血が滲みだしても、撃ち抜かれた箇所が痛みを訴えても、私はコハルちゃんに笑いかけた。]
……大丈夫。……大丈夫、だよ。
[銃弾が急所を撃ち抜いたのは、見て取れた。
だからこそ、笑う。悲しい顔を、させないためだけに。]
[>>383 コハルちゃんの口角が動く。
微かに、でも確かに口許は笑みの形に刻まれて、コハルちゃんの目が閉じた。
私は、手を握ったまま少しだけ俯く。
傍から見れば黙祷に見えただろうそれは、必死に唇を噛んで、涙を堪える為の動作だった。

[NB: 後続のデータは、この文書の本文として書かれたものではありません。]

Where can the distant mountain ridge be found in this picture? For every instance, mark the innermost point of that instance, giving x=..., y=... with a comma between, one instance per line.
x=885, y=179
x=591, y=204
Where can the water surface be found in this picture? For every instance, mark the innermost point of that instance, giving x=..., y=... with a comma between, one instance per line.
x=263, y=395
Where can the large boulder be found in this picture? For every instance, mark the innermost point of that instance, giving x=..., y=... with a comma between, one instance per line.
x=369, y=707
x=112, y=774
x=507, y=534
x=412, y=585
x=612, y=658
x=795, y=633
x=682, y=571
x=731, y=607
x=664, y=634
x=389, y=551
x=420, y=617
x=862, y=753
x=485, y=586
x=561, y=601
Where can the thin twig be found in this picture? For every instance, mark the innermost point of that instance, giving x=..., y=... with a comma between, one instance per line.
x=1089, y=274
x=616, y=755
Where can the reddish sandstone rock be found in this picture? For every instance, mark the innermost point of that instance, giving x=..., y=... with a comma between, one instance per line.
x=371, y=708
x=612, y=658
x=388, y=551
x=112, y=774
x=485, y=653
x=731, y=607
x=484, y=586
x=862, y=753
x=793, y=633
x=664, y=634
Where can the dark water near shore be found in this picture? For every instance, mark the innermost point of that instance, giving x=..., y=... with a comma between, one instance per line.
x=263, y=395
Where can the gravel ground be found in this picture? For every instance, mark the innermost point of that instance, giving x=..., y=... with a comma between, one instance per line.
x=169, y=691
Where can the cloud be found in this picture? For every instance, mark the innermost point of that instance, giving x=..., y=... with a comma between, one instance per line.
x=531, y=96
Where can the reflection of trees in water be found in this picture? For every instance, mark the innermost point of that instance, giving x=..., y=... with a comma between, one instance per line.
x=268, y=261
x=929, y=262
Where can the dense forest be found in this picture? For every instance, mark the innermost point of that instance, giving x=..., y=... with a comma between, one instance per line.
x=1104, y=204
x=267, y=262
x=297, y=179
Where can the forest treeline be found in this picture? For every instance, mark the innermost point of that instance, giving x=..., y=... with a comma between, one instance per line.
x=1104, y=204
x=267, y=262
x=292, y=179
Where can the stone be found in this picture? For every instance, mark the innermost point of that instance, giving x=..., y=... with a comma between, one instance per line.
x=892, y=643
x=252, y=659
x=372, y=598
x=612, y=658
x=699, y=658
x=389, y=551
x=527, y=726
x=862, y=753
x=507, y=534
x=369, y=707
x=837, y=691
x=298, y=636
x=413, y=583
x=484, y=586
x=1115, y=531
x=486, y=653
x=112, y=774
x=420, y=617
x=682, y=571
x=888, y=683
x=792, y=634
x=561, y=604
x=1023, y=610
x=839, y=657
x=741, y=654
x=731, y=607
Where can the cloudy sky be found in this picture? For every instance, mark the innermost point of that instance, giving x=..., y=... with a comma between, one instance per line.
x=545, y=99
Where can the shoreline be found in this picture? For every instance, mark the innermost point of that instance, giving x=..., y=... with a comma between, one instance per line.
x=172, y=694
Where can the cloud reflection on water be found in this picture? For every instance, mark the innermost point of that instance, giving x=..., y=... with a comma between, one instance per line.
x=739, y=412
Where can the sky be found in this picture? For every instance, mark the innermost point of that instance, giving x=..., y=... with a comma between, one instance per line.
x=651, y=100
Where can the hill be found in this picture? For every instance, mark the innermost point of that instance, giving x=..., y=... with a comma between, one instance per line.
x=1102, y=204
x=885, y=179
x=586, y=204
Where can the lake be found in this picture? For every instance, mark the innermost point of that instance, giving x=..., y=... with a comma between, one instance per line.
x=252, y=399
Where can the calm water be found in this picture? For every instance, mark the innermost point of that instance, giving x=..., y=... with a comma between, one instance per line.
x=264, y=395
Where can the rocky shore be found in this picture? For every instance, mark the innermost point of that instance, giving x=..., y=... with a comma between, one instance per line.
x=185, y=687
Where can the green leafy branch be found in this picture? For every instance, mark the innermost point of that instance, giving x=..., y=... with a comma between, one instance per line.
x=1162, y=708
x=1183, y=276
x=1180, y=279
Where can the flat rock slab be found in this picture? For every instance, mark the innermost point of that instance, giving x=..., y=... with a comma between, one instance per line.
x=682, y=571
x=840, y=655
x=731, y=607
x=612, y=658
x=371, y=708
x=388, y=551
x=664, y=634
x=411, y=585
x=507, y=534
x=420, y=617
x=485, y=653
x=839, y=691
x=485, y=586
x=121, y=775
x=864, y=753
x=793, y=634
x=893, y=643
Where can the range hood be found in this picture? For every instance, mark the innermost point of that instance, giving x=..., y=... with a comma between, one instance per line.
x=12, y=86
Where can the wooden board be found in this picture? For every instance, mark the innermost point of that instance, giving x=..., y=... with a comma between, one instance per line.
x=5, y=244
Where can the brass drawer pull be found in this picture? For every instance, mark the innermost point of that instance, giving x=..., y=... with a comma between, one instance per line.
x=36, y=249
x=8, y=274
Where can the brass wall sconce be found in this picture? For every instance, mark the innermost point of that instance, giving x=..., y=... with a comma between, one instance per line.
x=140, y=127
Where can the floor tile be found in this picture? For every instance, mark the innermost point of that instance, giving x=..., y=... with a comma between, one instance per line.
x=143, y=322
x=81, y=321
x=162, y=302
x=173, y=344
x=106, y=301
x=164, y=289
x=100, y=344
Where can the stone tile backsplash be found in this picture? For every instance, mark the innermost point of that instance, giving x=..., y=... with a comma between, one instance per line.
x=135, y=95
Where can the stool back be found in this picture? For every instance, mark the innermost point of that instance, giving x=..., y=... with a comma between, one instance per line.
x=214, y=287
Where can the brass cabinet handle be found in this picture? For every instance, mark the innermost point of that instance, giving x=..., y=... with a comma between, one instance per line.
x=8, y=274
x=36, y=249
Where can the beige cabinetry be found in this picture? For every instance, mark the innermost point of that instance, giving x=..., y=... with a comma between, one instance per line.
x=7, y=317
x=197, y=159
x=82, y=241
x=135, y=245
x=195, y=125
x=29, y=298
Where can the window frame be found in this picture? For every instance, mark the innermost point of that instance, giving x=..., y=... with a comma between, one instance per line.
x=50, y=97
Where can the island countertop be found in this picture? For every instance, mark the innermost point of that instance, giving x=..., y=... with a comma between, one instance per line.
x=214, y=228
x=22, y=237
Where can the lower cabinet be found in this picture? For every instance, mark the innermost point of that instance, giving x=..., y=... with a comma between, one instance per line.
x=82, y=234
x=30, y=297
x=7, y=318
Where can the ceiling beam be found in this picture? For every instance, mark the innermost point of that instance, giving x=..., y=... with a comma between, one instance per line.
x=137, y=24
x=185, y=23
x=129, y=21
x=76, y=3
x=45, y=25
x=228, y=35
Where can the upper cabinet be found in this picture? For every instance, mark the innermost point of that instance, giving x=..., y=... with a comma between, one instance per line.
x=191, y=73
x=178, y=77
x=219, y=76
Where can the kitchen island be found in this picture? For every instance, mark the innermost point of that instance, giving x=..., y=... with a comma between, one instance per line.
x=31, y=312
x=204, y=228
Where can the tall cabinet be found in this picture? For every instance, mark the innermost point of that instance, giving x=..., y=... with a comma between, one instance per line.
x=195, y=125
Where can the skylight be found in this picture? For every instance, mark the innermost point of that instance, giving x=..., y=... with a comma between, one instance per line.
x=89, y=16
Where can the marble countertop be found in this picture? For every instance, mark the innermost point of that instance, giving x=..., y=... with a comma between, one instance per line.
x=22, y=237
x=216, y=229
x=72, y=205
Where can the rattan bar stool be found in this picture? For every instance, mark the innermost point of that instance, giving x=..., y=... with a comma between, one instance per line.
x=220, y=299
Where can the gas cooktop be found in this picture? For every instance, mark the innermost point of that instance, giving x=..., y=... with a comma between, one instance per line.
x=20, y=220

守りたい人を守る為に、殺すことも厭わないと思った人が、死んだ。死んでしまった。
そのことを嘆く資格は、きっと私には無い。
8番さんの言う通り、正論なら幾らでも言える。
綺麗事を口にするだけなら、それはとても容易い。]
――――……ごめんね。
私、多分、約束……守れない。
[それだけを告げて。
私はそっと、手を離す。]
[生き延びて、したいことはきっと、コハルちゃんとの約束を裏切るものだ。
それでも、私は、したいことを曲げるつもりはない。
誰かに咎められても。詰られても。]
――――……私は、優しくないよ。